If you are contemplating a major home improvement project, you can save money if you act as your own general contractor. When you hire a general contractor to perform work on your home, it is like “one-stop shopping”.
The homeowner tells the contractor what you would like them to achieve, and after the price is agreed upon, the contractor takes care of all of the details. These details include getting prices for materials and setting up delivery times, getting prices from sub-contractors, scheduling the times when the sub-contractors will come in to do the work, and etc.
Time is money to the general contractor and the homeowner will be charged for every task that they have to perform for your job. With each task, the general contractor adds a markup for overhead and profit.
A general contractor’s liability insurance is based upon the gross annual sales.
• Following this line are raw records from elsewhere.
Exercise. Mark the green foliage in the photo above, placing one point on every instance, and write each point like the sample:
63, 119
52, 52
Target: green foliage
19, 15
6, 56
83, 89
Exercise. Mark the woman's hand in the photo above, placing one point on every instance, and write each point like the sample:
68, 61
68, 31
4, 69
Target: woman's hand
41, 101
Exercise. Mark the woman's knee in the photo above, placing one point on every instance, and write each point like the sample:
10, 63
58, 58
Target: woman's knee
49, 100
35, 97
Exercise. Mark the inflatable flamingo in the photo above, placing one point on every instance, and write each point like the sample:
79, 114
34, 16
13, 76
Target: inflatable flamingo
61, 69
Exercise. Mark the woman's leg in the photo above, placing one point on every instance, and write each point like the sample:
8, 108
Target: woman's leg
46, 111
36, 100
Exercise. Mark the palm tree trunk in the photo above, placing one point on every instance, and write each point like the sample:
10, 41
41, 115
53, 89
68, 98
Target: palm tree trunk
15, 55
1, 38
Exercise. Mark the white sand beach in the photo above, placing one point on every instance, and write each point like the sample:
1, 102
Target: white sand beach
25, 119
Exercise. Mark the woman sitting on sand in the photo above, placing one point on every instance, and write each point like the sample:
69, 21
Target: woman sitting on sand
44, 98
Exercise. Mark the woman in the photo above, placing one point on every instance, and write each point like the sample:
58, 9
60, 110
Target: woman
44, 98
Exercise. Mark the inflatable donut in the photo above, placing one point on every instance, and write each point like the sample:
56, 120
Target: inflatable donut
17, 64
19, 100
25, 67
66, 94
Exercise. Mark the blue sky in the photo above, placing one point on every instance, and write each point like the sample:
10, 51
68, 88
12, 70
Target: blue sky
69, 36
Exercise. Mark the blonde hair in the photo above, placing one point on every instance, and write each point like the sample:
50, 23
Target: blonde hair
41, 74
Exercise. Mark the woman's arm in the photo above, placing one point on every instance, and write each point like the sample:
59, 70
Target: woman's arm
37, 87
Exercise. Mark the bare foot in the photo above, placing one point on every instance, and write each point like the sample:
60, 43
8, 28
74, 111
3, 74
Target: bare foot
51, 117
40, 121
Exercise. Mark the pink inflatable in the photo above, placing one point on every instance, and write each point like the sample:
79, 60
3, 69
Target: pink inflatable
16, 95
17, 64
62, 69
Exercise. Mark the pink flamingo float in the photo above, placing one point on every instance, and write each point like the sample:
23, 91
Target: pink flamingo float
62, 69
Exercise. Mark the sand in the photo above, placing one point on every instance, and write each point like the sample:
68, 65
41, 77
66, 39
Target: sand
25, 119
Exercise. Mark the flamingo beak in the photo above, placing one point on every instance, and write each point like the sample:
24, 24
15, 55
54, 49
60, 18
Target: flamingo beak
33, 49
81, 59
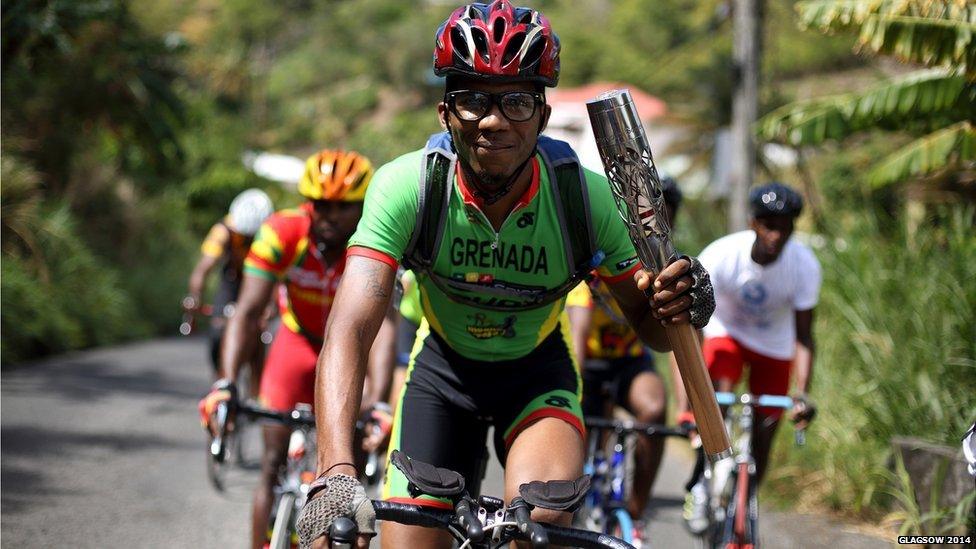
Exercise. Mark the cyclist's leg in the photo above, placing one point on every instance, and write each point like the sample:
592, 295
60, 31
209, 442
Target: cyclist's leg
539, 425
272, 460
406, 337
436, 424
724, 361
289, 378
767, 376
641, 391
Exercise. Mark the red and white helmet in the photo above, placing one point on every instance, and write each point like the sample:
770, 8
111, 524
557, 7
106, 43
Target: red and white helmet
498, 42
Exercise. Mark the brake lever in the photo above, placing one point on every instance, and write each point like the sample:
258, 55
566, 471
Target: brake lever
469, 521
800, 437
537, 534
217, 443
343, 533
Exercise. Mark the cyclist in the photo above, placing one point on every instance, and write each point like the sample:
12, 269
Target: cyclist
303, 249
493, 267
766, 287
612, 354
227, 242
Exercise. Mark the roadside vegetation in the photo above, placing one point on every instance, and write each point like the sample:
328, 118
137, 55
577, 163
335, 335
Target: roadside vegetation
124, 124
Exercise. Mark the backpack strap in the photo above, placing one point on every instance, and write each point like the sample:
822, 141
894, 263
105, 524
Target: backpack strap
568, 185
437, 165
572, 202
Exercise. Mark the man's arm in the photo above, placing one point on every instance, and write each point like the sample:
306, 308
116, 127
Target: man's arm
803, 363
244, 326
360, 306
198, 278
669, 300
580, 320
382, 357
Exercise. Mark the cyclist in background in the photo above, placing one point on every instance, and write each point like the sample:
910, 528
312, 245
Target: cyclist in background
766, 287
227, 244
612, 353
493, 346
303, 249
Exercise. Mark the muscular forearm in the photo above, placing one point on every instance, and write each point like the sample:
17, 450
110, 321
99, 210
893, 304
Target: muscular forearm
382, 357
198, 278
652, 332
803, 365
361, 304
342, 370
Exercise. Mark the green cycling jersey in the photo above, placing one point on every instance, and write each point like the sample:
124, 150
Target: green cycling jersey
527, 251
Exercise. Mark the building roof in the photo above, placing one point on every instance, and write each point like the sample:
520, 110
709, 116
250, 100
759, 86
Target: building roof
648, 106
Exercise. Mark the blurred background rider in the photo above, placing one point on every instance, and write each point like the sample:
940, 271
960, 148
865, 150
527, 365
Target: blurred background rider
226, 245
617, 364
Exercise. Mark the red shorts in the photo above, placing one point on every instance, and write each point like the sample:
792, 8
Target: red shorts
289, 371
726, 357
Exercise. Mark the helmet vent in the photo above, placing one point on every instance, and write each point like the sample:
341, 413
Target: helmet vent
460, 45
534, 54
480, 43
513, 47
498, 30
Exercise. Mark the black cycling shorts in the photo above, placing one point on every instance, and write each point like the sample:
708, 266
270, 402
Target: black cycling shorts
449, 401
613, 376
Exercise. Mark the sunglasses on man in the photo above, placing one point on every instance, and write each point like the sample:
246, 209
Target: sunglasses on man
472, 106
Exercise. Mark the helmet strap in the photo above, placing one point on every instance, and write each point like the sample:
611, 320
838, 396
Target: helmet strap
491, 197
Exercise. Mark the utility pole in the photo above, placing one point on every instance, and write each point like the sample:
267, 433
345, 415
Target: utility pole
746, 54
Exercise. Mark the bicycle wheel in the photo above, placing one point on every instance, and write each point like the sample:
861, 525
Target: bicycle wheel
281, 533
620, 525
740, 523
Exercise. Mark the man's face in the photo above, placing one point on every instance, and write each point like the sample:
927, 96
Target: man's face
334, 222
494, 146
772, 233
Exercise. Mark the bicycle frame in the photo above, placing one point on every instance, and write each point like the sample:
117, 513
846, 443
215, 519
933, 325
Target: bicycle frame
734, 520
608, 488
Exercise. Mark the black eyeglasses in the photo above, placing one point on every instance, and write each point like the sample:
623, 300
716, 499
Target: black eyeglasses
472, 106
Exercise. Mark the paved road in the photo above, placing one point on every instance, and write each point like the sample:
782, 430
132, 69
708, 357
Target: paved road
103, 449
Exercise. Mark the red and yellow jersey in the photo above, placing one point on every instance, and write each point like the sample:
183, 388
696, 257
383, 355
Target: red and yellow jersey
221, 242
283, 251
610, 335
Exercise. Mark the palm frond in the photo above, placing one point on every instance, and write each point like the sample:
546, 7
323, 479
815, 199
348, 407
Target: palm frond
933, 33
954, 144
927, 94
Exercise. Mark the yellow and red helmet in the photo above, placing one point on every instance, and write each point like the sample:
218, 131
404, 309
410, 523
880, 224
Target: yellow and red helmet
340, 176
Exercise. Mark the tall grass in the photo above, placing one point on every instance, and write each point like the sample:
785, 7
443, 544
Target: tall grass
896, 346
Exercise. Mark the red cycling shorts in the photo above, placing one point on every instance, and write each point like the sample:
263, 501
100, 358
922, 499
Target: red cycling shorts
289, 372
726, 358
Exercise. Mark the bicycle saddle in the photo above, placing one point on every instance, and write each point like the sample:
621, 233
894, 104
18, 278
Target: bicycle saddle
424, 478
557, 495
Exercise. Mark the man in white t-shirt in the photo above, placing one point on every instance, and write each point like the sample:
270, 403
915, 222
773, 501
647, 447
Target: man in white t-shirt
766, 287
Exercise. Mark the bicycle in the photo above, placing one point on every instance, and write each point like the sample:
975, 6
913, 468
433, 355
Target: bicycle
243, 442
484, 522
300, 465
730, 485
605, 506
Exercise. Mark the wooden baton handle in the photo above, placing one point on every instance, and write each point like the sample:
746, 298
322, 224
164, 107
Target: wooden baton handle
691, 364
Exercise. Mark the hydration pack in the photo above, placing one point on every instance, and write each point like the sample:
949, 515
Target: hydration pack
568, 185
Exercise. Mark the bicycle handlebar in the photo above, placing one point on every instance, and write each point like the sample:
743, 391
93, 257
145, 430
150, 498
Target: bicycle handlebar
416, 515
770, 401
627, 426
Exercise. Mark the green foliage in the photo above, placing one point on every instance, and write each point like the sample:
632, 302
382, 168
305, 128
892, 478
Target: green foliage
896, 354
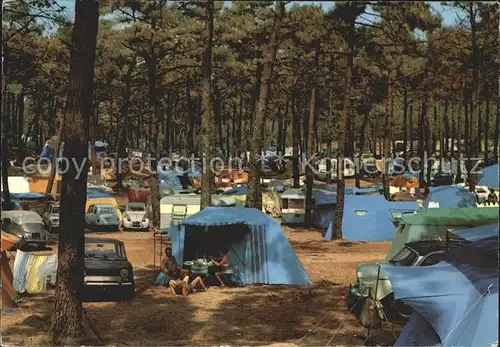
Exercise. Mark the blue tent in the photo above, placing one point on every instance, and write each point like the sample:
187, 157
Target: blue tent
370, 217
450, 197
171, 178
257, 247
458, 297
489, 177
417, 332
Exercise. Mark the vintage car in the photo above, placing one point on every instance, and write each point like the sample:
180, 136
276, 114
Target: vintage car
51, 217
102, 216
135, 216
108, 273
418, 253
27, 225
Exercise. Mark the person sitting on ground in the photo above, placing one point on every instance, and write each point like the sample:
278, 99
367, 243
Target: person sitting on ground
169, 268
223, 262
184, 288
492, 197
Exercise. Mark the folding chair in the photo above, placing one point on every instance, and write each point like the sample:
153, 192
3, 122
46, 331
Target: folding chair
179, 213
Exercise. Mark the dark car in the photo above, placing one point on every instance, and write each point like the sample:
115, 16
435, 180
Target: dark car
361, 293
108, 273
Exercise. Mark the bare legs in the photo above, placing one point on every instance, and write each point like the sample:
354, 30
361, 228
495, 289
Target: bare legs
198, 283
218, 275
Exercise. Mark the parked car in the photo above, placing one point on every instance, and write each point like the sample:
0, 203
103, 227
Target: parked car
102, 216
15, 205
135, 216
28, 225
361, 293
107, 270
51, 217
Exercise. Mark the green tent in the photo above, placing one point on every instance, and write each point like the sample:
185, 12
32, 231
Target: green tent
433, 224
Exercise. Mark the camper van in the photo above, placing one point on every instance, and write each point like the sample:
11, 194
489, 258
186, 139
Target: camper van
349, 167
177, 207
293, 206
28, 225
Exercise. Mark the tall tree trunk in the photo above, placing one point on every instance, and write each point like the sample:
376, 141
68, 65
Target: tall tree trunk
467, 130
434, 129
253, 198
218, 118
93, 126
67, 317
428, 148
422, 135
479, 127
473, 97
458, 178
152, 66
496, 134
239, 133
311, 138
190, 122
410, 121
207, 120
279, 145
446, 121
362, 132
453, 132
20, 124
405, 125
234, 141
6, 117
343, 122
486, 128
443, 150
168, 124
14, 120
5, 146
55, 157
295, 141
123, 126
387, 138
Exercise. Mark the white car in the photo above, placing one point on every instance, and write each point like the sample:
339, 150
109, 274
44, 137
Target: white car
135, 216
As an example, if a general contractor is doing your job and his portion of the job is $5,000.00, but he has to hire an electrical sub-contractor to perform $2,000.00 worth of electrical work, the general contractor has to pay liability insurance on $7,000.00 worth of business.
For this reason, the general contractor has to add on a percentage of the sub-contractor’s $2,000.00 bill to cover the expense of paying the additional liability insurance. The general contractor also adds on a fee for scheduling and overseeing the work of the sub-contractor. Using this example, if the homeowner hired the electrical contractor direct, a substantial savings would be realized.
Depending on the size of the project, and how many suppliers and sub-contractors the general contractor has to hire, the markup can amount to a lot of money.
If the job requires the use of a roll-off dumpster, that cost is added to the job and the general contractor then adds on a percentage to cover the scheduling of the dumpster being delivered and picked up, and the cost of the additional liability insurance.
For each material supplier and sub-contractor that a general contractor has to hire and run through their books, a percentage of each of their bills is added on to the general contractor’s bill as part of their overhead and profit.
When preparing a quote for a homeowner, a general contractor will build-in and hide these additional markups and just give the homeowner a lump sum price for doing the job. It is highly unlikely that a general contractor would “breakout” these markups even upon the request of the homeowner.
With all of that being said, if you are planning on a home improvement project that involves hiring contractors, the more things that you can do, the more money you will save.
You can hire sub-contractors using the same tactics that you would use when you hire a general contractor. Get price quotes from each sub-contractor needed for the job, and get a contract and proof of insurance for each one that you hire.
Tell each contractor that you hire who the other contractors are that will be working on the job so that they can work out the scheduling between themselves.
Pay for the building materials at the supply yards and schedule the delivery of the materials. By doing this, you are eliminating the contractors markup on the materials. If the contractor has to put the materials on their charge account, they are going to add an additional percentage for using their account. Contrary to popular belief, most supply companies don’t give contractor special discounts.
Let it be known when you are requesting price quotes from contractors that you will take care of any job cleanup. Even if you don’t do it yourself and hire someone at minimum wage, you will save money by eliminating the contractor from doing it at a premium wage.
Stay away from hiring a contractor on a time and materials basis. For the contractor, this is like getting a blank check. Even if the contractor puts a cap on a price, you can rest assured that the final price tag will be at, or almost at, the capped price.
As always, get 2 or 3 estimated, check job and supplier references, and get a contract that stipulates the down payment amount, draw payment schedules, and final payment amount. Make sure the start and completion dates are clearly stated on the contract, along with detailed information on any specific materials that you want used on the job. It is also recommendable that the contract states an hourly rate for any unforeseen conditions that would require extra work to be performed above and beyond the scope of the contract.
Last but not least, make sure you get a certificate of insurance for each contractor that you hire and get a release of lien from each contractor before you make the final payment.